Clear Channel, of course.
Clear Channel Communications has long been the company that the music industry loves to loathe, so aggressively dominant as the nation's biggest radio broadcaster that some critics refer to it as the Microsoft of music. Now, though, Clear Channel finds itself fending off a new set of accusations: that the company is using its considerable market power to drum up support for the war in Iraq, while muzzling musicians who oppose it.
The company's executives insist they have no political agenda, and even some of its most outspoken business antagonists say many of the latest accusations do not stand up to scrutiny. But the criticism has grown sufficiently loud that Clear Channel hired a crisis communications firm last week to help it handle the uproar.
One former Clear Channel executive said that the company's rapid rise — from 43 radio stations only eight years ago to more than 1,200 now — had not prepared it for the bruising life at the top of the industry. "They don't recognize the playing field they are playing on now," this person said.
The critics, whose views have been expressed in newspaper articles and columns, and on Salon.com and other Web sites, cite an unusual series of pro-military rallies drummed up by Glenn Beck, whose talk show is syndicated by Premiere Radio Networks, a Clear Channel subsidiary. He has convened the rallies in part to counter antiwar comments by celebrities.
The company's critics also point out that some Clear Channel country music stations stopped playing the Dixie Chicks earlier this month after the group's lead singer, Natalie Maines, told fans during a London concert, "We're ashamed the president of the United States is from Texas."
Clear Channel's opponents either imply or say outright that Clear Channel has taken these steps to build support within the Bush administration at a time the Federal Communications Commission is considering regulations over how many radio stations a single company can own.
John Hogan, the president and chief executive of Clear Channel's radio division, dismissed the idea of a corporate political push as "laughable," saying, "I won't kid you and tell you that Clear Channel is above criticism, but the brush that is painting us as evil and mean-spirited, and with some sort of onerous political agenda is one that I have a hard time getting my arms around." Clear Channel, he said, is purely a company that builds audiences through entertainment so that advertisers can sell goods and services to them. "We're in the business of having the largest possible audience," Mr. Hogan said, not "the most politically unified audience."
[snip}
More difficult is explaining away the 18 "Rally for America!" events that had been held through last Friday at the urging of Mr. Beck and co-sponsored by one of his advertisers, Bills Khakis. Thirteen of those rallies were co-sponsored and promoted by local Clear Channel stations, including one held March 15 in Atlanta that was sponsored by Clear Channel's WGST and attended by an estimated 25,000 people. Further plans for rallies include events in Tampa; Lubbock, Tex.; and Dothan, Ala.

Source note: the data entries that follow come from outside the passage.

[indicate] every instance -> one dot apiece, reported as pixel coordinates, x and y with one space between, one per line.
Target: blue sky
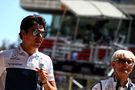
11 15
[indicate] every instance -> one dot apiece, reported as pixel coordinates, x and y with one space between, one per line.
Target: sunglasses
123 61
36 32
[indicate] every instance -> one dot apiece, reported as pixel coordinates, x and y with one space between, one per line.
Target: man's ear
113 63
23 33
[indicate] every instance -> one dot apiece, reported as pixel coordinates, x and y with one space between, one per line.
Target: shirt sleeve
50 71
97 87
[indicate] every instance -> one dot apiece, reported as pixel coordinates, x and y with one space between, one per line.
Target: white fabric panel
81 8
108 9
89 8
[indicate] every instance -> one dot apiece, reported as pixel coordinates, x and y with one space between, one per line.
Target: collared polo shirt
18 69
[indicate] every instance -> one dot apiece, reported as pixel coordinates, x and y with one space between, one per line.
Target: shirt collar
22 52
127 84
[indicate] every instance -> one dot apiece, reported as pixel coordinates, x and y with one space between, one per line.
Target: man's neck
29 50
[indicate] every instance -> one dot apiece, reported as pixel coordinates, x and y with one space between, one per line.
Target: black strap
100 85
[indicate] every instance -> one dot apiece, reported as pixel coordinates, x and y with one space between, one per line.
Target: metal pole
70 82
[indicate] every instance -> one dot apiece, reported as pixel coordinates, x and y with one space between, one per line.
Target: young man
122 63
20 67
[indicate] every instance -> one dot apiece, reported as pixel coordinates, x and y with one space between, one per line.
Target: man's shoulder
6 52
43 55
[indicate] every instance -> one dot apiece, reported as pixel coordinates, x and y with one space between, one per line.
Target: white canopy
90 8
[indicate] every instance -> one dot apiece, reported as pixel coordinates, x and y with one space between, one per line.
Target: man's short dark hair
30 21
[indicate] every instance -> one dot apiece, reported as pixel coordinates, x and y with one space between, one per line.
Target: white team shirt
15 59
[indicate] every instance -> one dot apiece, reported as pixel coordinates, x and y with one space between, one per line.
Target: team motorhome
82 39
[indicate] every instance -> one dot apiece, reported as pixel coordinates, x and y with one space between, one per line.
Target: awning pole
57 35
129 30
76 28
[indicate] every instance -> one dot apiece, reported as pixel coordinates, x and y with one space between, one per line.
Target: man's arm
48 85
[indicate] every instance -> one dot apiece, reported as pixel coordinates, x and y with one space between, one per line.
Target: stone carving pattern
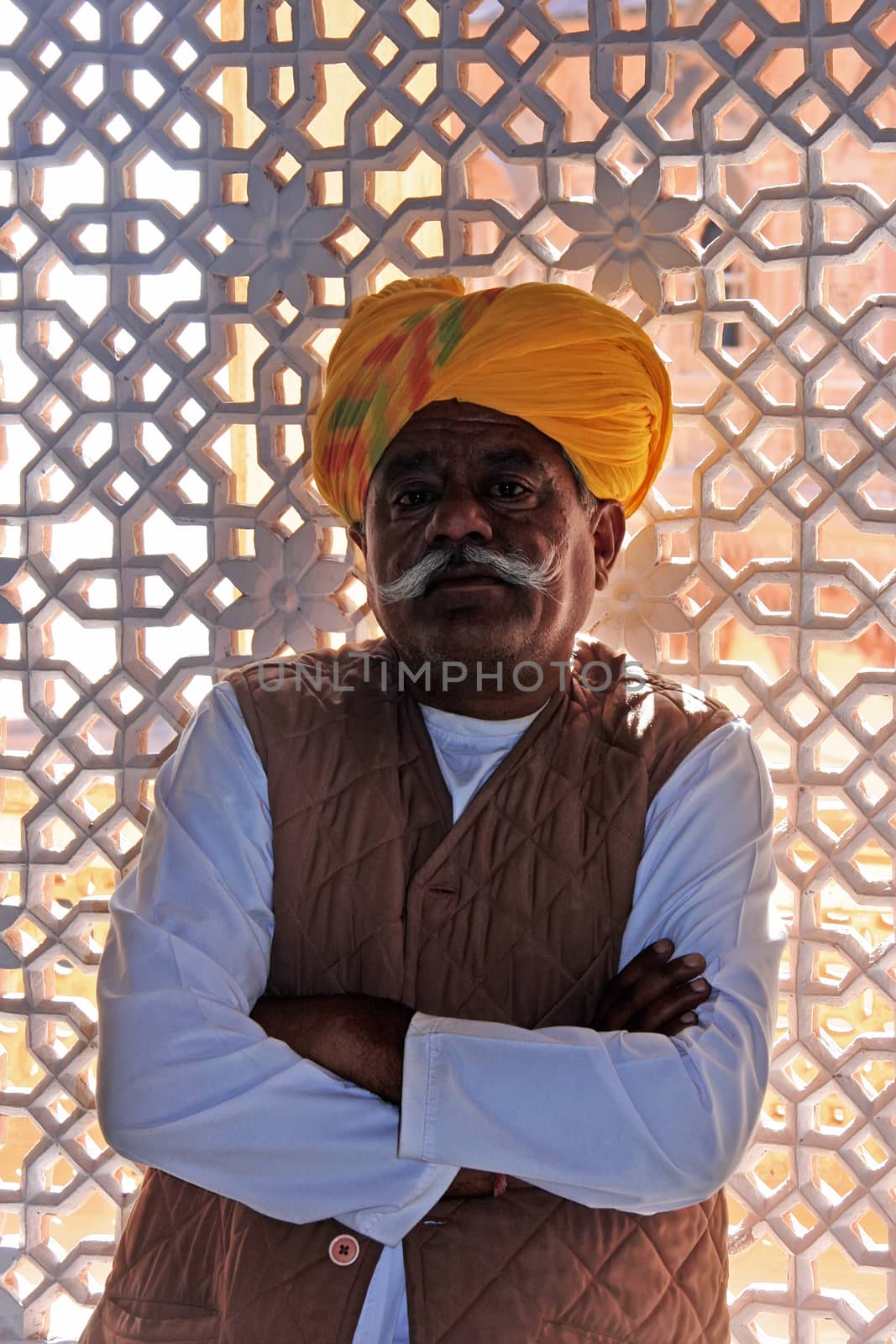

Such rallies are highly unusual, said a longtime radio executive at another company, who, citing Clear Channel's power, spoke on condition of anonymity. "It flies right in the face of the fact that the government has always said that radio stations should have a balanced view of what is going on, serve the public interest and not take sides," the executive said.
Clear Channel, which hired Brainerd Communicators, a financial communications and crisis-management firm, last week to help deal with the controversy, did not make Mr. Beck available for an interview. But in a draft op-ed article he circulated, Mr. Beck described the rallies as a grassroots response to his personal broadcast call to "Mr. and Mrs. America" to urge their local radio stations to hold rallies. "There is no corporate conspiracy, hidden agenda or grand design," he wrote. He derided criticism of his campaign as "a concerted media effort to marginalize the voices of patriotic Americans."